The greengage and plum blossom are all but over.
Sycamore seedlings are taking over the wood, vying with wild garlic.
Yesterday our son R turned up to sit outside the extension, safe distancing, to chat and bemoan the fact that he was in his new house alone surrounded by building work.
The garden is wrapped in birdsong, not the chatter of martins and swallows, yet, but we have seen three not far away.
With wrens, robins, both thrushes and blackbirds the garden is not a quiet place, especially if the ducks quack and the pheasants squawk.
The ash trees are in flower and there is much young leaf colour - the sycamore, so drab in the autumn, so bright now.
But the blast of white honesty on the way down to the pond is wonderful.
With the virus the veg beds have had a lot of attention and look better than they have for years.
Sometimes I go to the far end of the garden by a dry stone wall covered in moss and sit on a box looking back up the garden.
There are three places to sit by the house - depending on where the sun is and from where the wind is coming. All photos taken in the early morning so as the sun goes around so do we.

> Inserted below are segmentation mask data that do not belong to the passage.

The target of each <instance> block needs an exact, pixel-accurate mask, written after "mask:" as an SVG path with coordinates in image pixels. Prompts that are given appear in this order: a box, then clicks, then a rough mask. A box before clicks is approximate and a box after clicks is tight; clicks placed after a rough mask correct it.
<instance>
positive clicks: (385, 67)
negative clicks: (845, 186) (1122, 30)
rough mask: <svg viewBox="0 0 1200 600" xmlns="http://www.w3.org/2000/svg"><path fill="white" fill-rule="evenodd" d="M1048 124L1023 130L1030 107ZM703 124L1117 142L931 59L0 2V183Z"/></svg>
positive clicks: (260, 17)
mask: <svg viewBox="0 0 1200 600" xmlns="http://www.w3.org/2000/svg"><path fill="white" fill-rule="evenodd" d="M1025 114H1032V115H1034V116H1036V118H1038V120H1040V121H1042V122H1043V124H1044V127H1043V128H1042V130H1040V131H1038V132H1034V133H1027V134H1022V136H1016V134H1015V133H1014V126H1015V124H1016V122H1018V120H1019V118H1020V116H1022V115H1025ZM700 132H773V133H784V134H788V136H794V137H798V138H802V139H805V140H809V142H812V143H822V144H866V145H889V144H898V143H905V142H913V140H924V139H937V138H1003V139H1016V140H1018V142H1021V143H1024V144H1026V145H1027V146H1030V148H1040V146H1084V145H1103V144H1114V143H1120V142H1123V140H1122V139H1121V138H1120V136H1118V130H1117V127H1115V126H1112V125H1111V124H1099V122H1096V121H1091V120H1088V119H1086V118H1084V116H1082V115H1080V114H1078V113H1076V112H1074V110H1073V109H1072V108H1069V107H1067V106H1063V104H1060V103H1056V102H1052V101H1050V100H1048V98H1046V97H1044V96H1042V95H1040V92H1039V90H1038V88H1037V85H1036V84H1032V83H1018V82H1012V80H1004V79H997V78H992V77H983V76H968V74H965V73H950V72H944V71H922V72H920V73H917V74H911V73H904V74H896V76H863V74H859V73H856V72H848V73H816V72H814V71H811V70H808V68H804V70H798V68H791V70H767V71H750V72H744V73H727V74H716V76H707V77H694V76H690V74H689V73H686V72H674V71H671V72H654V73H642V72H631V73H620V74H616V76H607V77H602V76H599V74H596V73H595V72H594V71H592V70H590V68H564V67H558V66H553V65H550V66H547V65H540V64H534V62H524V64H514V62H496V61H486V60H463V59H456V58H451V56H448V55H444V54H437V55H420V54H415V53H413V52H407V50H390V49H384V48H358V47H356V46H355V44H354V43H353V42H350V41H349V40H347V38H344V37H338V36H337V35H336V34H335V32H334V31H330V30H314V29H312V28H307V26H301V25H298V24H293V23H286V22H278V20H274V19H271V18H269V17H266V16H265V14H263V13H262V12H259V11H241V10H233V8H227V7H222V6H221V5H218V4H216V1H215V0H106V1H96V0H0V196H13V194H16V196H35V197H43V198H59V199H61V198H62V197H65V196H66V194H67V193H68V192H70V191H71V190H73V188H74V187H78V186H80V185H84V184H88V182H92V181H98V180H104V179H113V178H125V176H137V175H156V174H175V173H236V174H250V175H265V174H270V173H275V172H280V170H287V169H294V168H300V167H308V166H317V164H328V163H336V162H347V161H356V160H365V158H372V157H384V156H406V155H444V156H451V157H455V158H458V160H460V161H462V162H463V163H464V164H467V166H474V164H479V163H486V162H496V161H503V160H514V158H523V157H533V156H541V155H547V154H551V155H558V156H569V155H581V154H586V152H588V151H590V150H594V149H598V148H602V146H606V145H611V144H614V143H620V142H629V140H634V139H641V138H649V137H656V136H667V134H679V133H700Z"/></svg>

There are other such places apart from by the house such as an old beam in the top wood. This is a place to escape.
In there early days of the garden we had to have a tree cut down because of honey fungus. The trunk was made into a seat but it is now so rotten that is not practical - anyway the last time I sat on it I found that red ants had made it their home.
Down by the pond is a small area of decking and, yes, another seat with a view up the garden.
We have harvested our first asparagus, streamed and eaten with melted butter!